The Integrated Mathematical Oncology Department at Moffitt use novel approaches and techniques to study cancer. Their researchers developed a mathematical model based on evolutionary theories to show differences in subpopulations of tumors. Similar to all living organisms, their model is based on the evolutionary concept that cancer cells can invest resources in reproduction or the ability to survive, but not both.

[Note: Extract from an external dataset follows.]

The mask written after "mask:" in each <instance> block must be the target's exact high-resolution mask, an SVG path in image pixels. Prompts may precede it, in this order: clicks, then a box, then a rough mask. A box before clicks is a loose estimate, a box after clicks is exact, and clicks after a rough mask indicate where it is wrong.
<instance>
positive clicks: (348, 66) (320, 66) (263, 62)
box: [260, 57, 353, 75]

Using this model, they discovered that cancer cells at the edge of a tumor that are close to the surrounding environment are predictably different from the cells within the interior of the tumor. Cells at the edge of a tumor invest their limited resources into cellular characteristics that promote invasion and the ability to use resources from the surrounding environment, such as blood vessels. Exterior cells develop these characteristics despite their association with a higher risk of cell death.
Alternatively, cells within the interior of a tumor are surrounded by many other cells and are farther away from the resources present within the environment. Therefore, interior cells develop characteristics that allow them to compete with neighboring cells for the limited resources that are available to them.
The researchers confirmed these data by showing that cells within the interior and exterior of breast cancer tissue display distinct gene expression patterns. Cells within the interior of a tumor have characteristics that are more static, including less proliferation and more cell death. Alternatively, the cells around the exterior of a tumor have higher rates of proliferation and are more likely to be producing an acidic environment, which is consistent with the need for cells on the edge of a tumor to grow and invade into the surrounding normal tissue.
“Interestingly, differences within a single population are seen in biological invasions in nature. For example, the cane toad has been invading Australia for many years. The cane toads at the edge of the invasion have bigger legs presumably because they are adapted to moving farther and faster,” said Robert A. Gatenby, M.D., senior member and chair of the Department of Diagnostic Imaging and Interventional Radiology at Moffitt.
“However, the characteristics of the invading cane toads that have allowed them to move farther and faster also come with a price: severe spinal arthritis is found in 10% of the larger-legged toads,” explained Gatenby.
The Moffitt researchers hope that by understanding the characteristics of invading tumor cells that it may be possible to find and target their Achilles heel to promote the evolution of non-invasive characteristics and slow tumor growth.